Coordinators:
Pere Mato,
CERN |
This theme presents a selection of advanced underlying computing technologies which are particularly relevant in the context of scientific computing, and serve as a basis to construct higher level services services such as those offered by Grid Technologies. They include software engineering, computer architectures, computing security and networking topics
The first series of lectures presents modern techniques for software design and modern tools and technologies for understanding and improving existing software. The emphasis is placed on the large software projects and large executables that are common in HEP. The series consist of lectures and exercises. These lectures include topics such software engineering, design, methodology and testing.

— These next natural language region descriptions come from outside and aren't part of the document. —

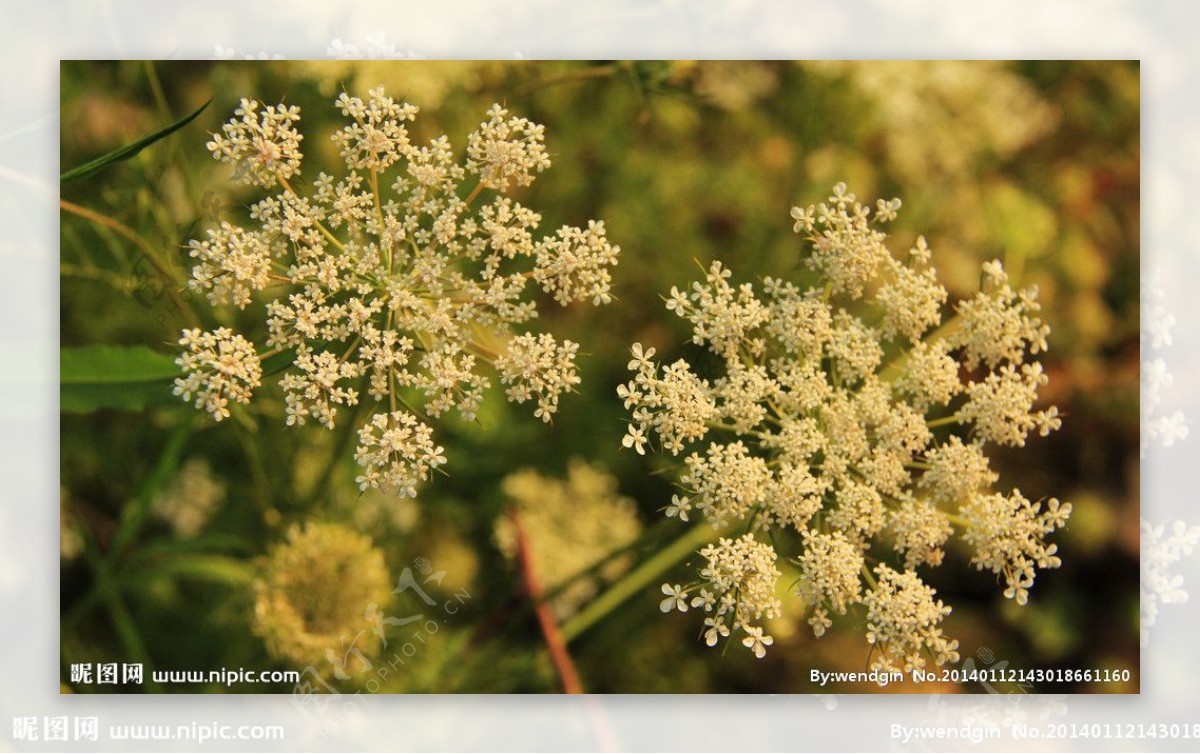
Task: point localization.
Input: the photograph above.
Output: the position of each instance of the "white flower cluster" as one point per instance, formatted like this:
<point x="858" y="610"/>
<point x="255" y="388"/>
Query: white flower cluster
<point x="391" y="294"/>
<point x="1159" y="552"/>
<point x="821" y="417"/>
<point x="219" y="366"/>
<point x="1008" y="534"/>
<point x="904" y="622"/>
<point x="576" y="528"/>
<point x="737" y="590"/>
<point x="1156" y="334"/>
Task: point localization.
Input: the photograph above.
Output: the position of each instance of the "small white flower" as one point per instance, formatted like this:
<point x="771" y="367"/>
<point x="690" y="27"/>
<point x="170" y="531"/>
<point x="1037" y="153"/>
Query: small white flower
<point x="641" y="358"/>
<point x="677" y="598"/>
<point x="717" y="629"/>
<point x="635" y="438"/>
<point x="756" y="641"/>
<point x="678" y="507"/>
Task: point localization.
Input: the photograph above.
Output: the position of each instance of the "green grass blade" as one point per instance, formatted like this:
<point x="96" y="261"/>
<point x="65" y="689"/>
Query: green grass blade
<point x="97" y="165"/>
<point x="121" y="377"/>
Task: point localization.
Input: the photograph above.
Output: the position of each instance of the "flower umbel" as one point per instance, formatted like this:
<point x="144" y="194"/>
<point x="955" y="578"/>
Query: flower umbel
<point x="401" y="281"/>
<point x="821" y="416"/>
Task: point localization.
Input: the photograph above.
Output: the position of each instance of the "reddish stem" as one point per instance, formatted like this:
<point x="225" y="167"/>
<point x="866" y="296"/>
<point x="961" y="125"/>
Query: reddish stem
<point x="550" y="630"/>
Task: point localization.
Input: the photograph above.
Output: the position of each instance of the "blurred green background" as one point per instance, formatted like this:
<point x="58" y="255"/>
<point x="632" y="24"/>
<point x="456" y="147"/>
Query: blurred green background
<point x="168" y="518"/>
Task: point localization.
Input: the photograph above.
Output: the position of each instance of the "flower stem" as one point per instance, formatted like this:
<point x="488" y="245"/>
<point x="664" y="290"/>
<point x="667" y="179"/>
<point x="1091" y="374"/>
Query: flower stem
<point x="639" y="578"/>
<point x="550" y="630"/>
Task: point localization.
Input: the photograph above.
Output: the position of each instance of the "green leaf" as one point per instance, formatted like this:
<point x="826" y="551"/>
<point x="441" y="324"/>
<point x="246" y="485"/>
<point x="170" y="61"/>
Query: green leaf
<point x="202" y="567"/>
<point x="124" y="377"/>
<point x="97" y="165"/>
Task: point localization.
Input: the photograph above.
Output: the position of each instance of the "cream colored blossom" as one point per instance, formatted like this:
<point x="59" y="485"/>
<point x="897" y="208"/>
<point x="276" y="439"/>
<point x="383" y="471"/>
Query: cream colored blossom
<point x="1008" y="534"/>
<point x="263" y="145"/>
<point x="576" y="526"/>
<point x="737" y="590"/>
<point x="403" y="276"/>
<point x="313" y="596"/>
<point x="819" y="412"/>
<point x="396" y="452"/>
<point x="219" y="366"/>
<point x="904" y="622"/>
<point x="507" y="151"/>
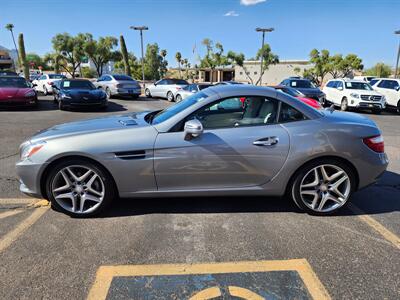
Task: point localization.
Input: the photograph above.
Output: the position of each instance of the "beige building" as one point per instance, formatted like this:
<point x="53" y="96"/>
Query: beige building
<point x="275" y="73"/>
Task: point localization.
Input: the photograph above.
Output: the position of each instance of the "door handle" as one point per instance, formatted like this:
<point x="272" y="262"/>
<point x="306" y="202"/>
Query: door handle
<point x="269" y="141"/>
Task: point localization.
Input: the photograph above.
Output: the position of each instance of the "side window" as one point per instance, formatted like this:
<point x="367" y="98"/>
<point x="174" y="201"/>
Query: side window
<point x="238" y="112"/>
<point x="290" y="114"/>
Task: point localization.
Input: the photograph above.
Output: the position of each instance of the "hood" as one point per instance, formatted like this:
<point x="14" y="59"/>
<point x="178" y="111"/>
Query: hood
<point x="82" y="93"/>
<point x="309" y="91"/>
<point x="7" y="93"/>
<point x="107" y="123"/>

The second series of lectures describes the evolution and the state of the art of computer architectures, discusses the bottlenecks and the consequences of this evolution on software design and optimization. It presents principles for writing software that scales with the hardware , techniques for hardware and software performance monitoring and issues related to the impact of compilers on performances.
The third topic addresses computer security with a particular focus on two aspects: cryptography, authentication and security infrastructures on the one hand, and the creation of secure software on the other hand. The latter series includes hand-on exercises.
The 4th topic addresses virtualization and cloud computing.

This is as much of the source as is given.